Because that's what people do when they need a respite from the grind of daily life. Book a cruise, take off to Neverland and get some sun to return with your head cleared ready to change what's not working.
Instead, this Atlanta-born, 32-year-old woman, who the media has continuously identified as a vegan blogger (as if that tidbit matters) decided that she would stage a disappearing act by abandoning her car, computer, cellphone and her "beloved" dog, Jet, with a Houston business owner who generously offered her work and shelter while Erickson was gallivanting cross country documenting her gourmand adventures.
"That stuff belongs to Vicky and I'm not Vicky anymore," her father, William Erickson, reported she said to him about the personal items discarded at Pat Greer's Kitchen, a raw vegan food catering business in the Montrose area.
While the community at large, including her twin sister Cat Moon Erickson, thought something terrible had happened to this petite 5-foot, 100-pound gal, what Victoria Moon Erickson truly wanted was to escape the confines of her identity. But she failed. She's been spotted by a friend in Austin, who drove her to a truck stop, and by a truck driver in Carlsbad, N.M., who gave her a ride on her journey to California.

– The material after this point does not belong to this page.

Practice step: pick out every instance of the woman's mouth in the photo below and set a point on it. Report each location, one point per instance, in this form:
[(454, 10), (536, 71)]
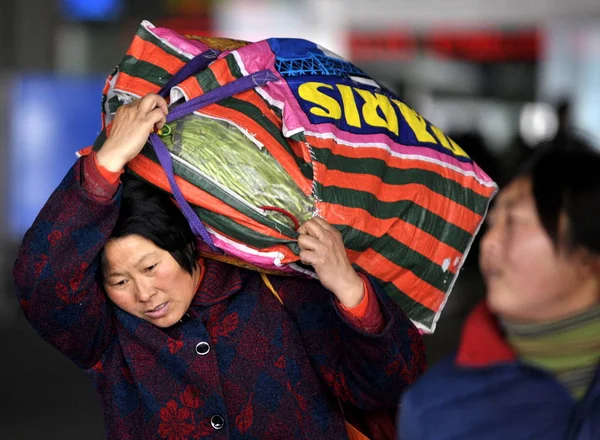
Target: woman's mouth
[(158, 312)]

Victoria Moon Erickson gave non-vegans another reason to think that herbivores are dense fruitcakes.
"The first thing I would tell her is that I love her," Cat Moon Erickson tells KHOU, implying she felt she had wronged her sister in some fashion. "I always love her. I never want to judge her again."
Whatever pressures or physical ailments Victoria Moon Erickson may have felt, she surely is delusional in believing that vanishing into thin air is plausible in this era of speedy communications. That's unless you are murdered or can pull off a faux death. Or move to Brazil. Or commit a heinous political crime in North Korea.
But alas, Victoria Moon Erickson, if you read between the lines of her latest blog post, dated Tuesday, 9:30 a.m., has found her home. In her poem "Welcome Home" (oh, how predictable), illustrated by a photograph of a woman draped in white textiles attempting to take flight amid a serene coastal scene, she writes about the "warrior's plight," the "lust for bleeding green" and "rising against the uncommon dream."
Though most of the text is a verbose and confusing New Age diatribe, it's the concluding paragraphs that are of concern.
The illusion of "too late"
has taken its toll
"control" is the lie
we tell ourselves
when we are afraid to
let go.
We get it. We live in a horrible, cruel world teeming with injustices, though most of us choose to look for beauty rather than negating reality.
Victoria Moon Erickson has, in essence, discarded her four-legged companion (very vegan), took the easy way out by not being straight with people and gave non-vegans another reason to think that herbivores are dense fruitcakes.
One good thing came out of this ordeal: More people now know about Pat Greer's big heart. By the way, her food is fabulous.